柴田勝家 2〜武闘派の帝王〜|戦国武将

前回は「柴田勝家 1〜織田家随一の戦闘力を持つ男〜」の話でした。

柴田勝家(歴史群像シリーズ 図説・戦国武将118 学研)

今回も彼の卓抜した戦闘能力・軍事力の話です。

戦国時代の「武闘派」の武将に関して、考えます。

そもそも、「武闘派とは?」という話もありますが、ここでは野外の戦闘において、自ら前線指揮をとり突出して戦い、敵を撃破する武将としましょう。

いわゆる純軍事的能力の高い武将となります。

上杉謙信、武田信玄、本多忠勝、山県昌景、吉川元春、立花道雪、島津義弘、北条綱成・・・・・

当然ここには柴田勝家も入ります。

私が織田家の武の筆頭!
上杉謙信、武田信玄であろうと、私が倒してみせる!

オールマイティーな信長も、実は「武闘派」の一人で、若い頃から前線に自ら前線で指揮を取ることも多かったのです。

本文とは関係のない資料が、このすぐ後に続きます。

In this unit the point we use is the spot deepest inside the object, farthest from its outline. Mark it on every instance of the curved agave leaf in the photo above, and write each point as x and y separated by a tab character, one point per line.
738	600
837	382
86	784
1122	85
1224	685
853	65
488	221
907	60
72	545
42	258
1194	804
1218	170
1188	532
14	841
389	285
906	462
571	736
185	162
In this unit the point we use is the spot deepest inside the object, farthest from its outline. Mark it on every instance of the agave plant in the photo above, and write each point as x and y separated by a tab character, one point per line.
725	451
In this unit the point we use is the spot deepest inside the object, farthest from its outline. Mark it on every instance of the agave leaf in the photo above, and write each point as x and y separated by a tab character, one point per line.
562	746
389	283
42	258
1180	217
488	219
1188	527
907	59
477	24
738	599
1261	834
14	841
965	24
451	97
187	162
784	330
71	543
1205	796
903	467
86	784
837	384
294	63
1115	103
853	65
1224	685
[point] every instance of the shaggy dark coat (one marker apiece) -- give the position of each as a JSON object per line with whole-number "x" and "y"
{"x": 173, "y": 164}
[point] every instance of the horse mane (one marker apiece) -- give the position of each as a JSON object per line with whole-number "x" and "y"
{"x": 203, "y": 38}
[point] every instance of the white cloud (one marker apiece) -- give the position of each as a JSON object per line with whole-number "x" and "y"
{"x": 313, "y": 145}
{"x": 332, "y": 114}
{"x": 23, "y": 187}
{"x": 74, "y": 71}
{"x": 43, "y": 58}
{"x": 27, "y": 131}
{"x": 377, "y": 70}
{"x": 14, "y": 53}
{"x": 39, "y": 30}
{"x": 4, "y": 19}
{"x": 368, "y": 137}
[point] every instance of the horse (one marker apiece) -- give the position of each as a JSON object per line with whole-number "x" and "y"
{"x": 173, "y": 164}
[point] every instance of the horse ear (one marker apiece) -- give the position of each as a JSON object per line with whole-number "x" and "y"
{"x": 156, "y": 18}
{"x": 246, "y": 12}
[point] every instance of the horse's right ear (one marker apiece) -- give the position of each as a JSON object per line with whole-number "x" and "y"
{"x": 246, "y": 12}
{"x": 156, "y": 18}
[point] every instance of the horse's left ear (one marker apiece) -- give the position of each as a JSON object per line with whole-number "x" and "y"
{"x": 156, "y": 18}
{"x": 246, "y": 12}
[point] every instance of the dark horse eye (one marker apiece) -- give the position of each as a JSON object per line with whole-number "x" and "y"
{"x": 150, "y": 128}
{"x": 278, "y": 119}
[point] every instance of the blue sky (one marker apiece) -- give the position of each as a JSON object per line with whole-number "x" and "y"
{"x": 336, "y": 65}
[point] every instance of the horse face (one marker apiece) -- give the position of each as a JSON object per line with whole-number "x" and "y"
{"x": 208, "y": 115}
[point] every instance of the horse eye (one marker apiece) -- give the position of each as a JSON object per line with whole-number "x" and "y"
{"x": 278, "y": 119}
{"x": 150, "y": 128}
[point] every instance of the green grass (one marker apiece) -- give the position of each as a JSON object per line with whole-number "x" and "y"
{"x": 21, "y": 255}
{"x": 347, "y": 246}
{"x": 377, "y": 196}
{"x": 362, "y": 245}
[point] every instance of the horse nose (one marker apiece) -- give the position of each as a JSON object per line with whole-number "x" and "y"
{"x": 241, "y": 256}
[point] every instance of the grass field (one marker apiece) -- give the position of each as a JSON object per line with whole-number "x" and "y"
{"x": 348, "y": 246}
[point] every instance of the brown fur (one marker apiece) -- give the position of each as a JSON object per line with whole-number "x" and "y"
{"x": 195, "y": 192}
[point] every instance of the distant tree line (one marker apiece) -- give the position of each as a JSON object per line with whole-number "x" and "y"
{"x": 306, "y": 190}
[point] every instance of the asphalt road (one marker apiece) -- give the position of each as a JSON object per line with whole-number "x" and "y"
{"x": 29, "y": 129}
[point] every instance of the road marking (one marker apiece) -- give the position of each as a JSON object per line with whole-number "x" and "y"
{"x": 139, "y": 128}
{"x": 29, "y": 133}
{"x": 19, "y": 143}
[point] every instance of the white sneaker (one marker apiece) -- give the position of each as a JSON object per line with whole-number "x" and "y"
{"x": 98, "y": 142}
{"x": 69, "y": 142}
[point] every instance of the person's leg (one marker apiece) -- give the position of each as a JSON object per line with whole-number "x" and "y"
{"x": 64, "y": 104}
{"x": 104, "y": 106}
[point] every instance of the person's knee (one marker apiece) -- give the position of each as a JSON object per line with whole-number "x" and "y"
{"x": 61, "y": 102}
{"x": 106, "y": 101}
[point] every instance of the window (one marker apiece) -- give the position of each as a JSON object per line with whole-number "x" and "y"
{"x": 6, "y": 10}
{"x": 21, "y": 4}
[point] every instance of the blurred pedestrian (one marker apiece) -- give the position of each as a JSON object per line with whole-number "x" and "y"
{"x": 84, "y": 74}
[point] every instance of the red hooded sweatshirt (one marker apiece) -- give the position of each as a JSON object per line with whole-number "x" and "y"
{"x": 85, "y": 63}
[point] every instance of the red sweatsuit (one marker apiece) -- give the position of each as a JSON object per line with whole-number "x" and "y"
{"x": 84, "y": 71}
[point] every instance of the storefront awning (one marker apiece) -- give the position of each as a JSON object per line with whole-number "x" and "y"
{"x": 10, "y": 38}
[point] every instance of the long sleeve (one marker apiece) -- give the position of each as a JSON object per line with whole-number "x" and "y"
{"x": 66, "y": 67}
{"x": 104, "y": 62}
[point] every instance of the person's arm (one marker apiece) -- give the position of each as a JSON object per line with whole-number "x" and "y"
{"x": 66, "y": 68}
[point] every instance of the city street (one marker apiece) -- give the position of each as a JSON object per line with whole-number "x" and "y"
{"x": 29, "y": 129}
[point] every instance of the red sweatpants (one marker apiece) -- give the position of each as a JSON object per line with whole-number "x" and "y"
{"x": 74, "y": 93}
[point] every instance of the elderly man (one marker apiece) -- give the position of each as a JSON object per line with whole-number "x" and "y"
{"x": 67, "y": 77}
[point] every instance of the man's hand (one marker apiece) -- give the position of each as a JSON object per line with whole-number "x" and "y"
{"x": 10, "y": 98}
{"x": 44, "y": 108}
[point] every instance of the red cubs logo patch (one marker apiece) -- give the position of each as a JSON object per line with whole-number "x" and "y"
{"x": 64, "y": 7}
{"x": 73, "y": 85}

そして、織田家勃興期においても、明智光秀が三好三人衆に囲まれて窮地に陥った際、自ら前線で戦って救出しました。

織田信長(歴史群像シリーズ 図説・戦国武将118 学研)

最前線で軍の指揮をするのは、好きだ!

武田信玄はイメージは武闘派ですが、後方で各隊を指揮している感じでしょうか。

それなりの合戦で勝利している武将は皆「武闘派」になりますが、ここでは、「突破力のある」戦闘能力の高い軍事指揮官を「武闘派」と呼びたい。

山県昌景(歴史群像シリーズ 図説・戦国武将118 学研)

合戦は双方の駆け引きで、信長や秀吉などの著名な大名はみな、「駆け引き上手」です。

合戦も「外交の延長」であるという見方で考えれば、「駆け引き」は最も重要な要素かもしれません。

「駆け引き」が重要な一方、軍事的突破力・相手を薙ぎ倒す力、は大変重要です。

この力を持つ武将率いる部隊は、その突破力ゆえに、合戦の最前線で大きな力を発揮します。

そのような軍事的能力・突破力が強い武将がいないと、多くの国衆を束ねる大名家として、大きな信頼感を得るのは難しいでしょう。

上杉謙信(歴史群像シリーズ 図説・戦国武将118 学研)

柴田勝家は、この突破力ある武闘派としては帝王であったと思います。

「武闘派の帝王」の対抗馬としては、上杉謙信(長尾景虎)がいます。

謙信は、少し神がかり的であり、そもそも守護代の家柄出身で、イメージとは別に、総大将という立場上は合戦の前線に出てゆくことが少なかったでしょう。

合戦の前線で数々の敵を突破・突き破った柴田勝家。

私は、常に最前線で敵を突き崩してきた。

勝家を「武闘派の帝王」と呼びたい。